The author concludes that: "The crucial policy message and lesson ... is to be extremely vigilant and do not be drawn in by an apparent willingness of the industry to 'change its ways.'"
The Rest of the Story
Dr. Givel has meticulously demonstrated that the FDA legislation being supported by the Campaign for Tobacco-Free Kids and other public health groups is not compatible with the actual stated goals of these organizations, but instead, is fully compatible with the profit-making and market-dominating goals of Philip Morris, the nation's leading tobacco company.
Dr. Givel has shown, I think, that in negotiating this legislation, the Campaign for Tobacco-Free Kids conceded almost all of the critical points that Philip Morris required in order for this legislation to represent a policy that would institutionalize tobacco use and its resulting disease and death into our society, and with the sanctioning and support of the federal government.
Givel suggests that the Campaign for Tobacco-Free Kids was drawn in and fooled by the apparent willingness of the nation's leading tobacco company to change its ways, but I think it is more likely that the Campaign knew exactly what it was facing, and made a concerted decision to agree to the compromise provisions contained in the legislation because it viewed Philip Morris' support as critical to enactment of the legislation.
In other words, in order to give itself any chance of building the house, the Campaign gave away everything but the kitchen sink. Now, they are left in a position where the legislation they are supporting and claiming to be a house is nothing more than a kitchen sink.
The key effects of this legislation that Givel points out are economic and legal (litigation and legislation) stability for the industry, federal institutionalization and sanctioning of tobacco production, marketing, sale, and use, and stabilization of the tobacco market. Combined with the likelihood that Philip Morris is the best-positioned of the tobacco companies to take advantage of the liability-free reduced exposure product opportunities provided by the FDA legislation, all of this would have meant that Philip Morris would be provided with a complete market dominance.

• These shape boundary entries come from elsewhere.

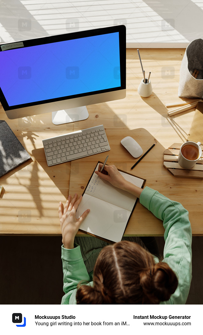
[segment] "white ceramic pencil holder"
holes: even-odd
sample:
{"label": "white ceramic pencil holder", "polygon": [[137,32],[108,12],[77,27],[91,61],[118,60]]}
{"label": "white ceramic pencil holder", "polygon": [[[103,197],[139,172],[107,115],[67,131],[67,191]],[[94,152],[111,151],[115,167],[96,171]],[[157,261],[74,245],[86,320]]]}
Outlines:
{"label": "white ceramic pencil holder", "polygon": [[[145,78],[146,81],[147,81],[147,79]],[[149,96],[152,92],[152,87],[150,79],[149,80],[149,82],[146,83],[144,83],[144,78],[142,79],[137,89],[137,91],[140,95],[143,96],[143,97],[146,98],[147,96]]]}

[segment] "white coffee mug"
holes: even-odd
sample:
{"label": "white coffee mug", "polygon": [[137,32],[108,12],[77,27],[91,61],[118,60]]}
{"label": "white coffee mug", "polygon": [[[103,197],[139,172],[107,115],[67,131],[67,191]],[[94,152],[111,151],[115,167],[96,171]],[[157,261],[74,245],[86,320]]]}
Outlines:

What is surprising to me is not so much that the Campaign for Tobacco-Free Kids was willing to concede critical public health principles in negotiating this bill, but that it has been so widely successful in misleading other anti-smoking and public health groups into believing that this legislation is in the best interests of the public's health.

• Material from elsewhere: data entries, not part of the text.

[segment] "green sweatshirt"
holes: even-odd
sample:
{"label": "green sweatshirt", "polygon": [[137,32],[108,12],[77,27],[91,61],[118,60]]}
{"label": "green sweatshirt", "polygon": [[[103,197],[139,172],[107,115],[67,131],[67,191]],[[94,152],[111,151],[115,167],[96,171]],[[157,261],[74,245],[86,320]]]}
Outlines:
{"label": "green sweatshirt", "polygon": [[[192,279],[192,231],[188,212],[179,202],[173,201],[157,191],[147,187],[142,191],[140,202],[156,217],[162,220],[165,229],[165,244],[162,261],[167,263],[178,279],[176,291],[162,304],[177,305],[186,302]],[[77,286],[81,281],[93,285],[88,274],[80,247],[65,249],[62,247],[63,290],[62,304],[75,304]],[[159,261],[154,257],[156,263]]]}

In many ways, the campaign is pulling the wool over the eyes of the public much more than Philip Morris is. While Philip Morris claims it is acting because of a sincere interest in social responsibility, the public is not so naive to think that any corporation would not be looking out to protect its own best interests. Their actions are not, I think, really fooling anyone.
But the Campaign for Tobacco-Free Kids, I believe, has been successful in fooling much of the public health community into believing that Philip Morris has truly changed its ways and is now supporting legislation that is in the best interests of the public's health.

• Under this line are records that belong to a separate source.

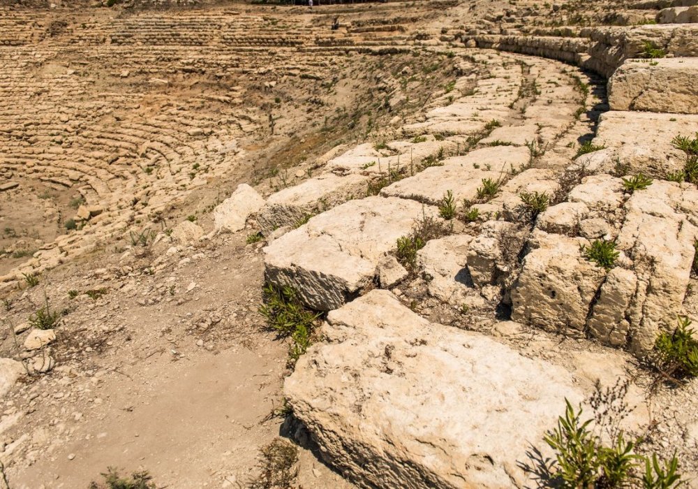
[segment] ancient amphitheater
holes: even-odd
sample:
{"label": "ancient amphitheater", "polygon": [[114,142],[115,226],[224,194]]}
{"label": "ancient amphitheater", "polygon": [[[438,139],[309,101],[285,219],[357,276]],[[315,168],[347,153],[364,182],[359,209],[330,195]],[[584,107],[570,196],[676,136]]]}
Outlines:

In other words, Philip Morris doesn't need to conduct its own public relations anymore to improve its public image. The Campaign for Tobacco-Free Kids is doing Philip Morris' public relations for it. The Campaign is, I think, doing more to improve the public image of Philip Morris than the company could do on its own.
For that, I think Philip Morris should be credited with devising a brilliant scheme, especially in knowing that they could draw a group like the Campaign for Tobacco-Free Kids in, because of the Campaign's expressed and apparent zeal to pass federal legislation at almost any cost.
The rest of the story suggests that the FDA legislation, and even more, the promotion of that legislation by the Campaign for Tobacco-Free Kids, is truly a dream come true for the nation's leading tobacco company.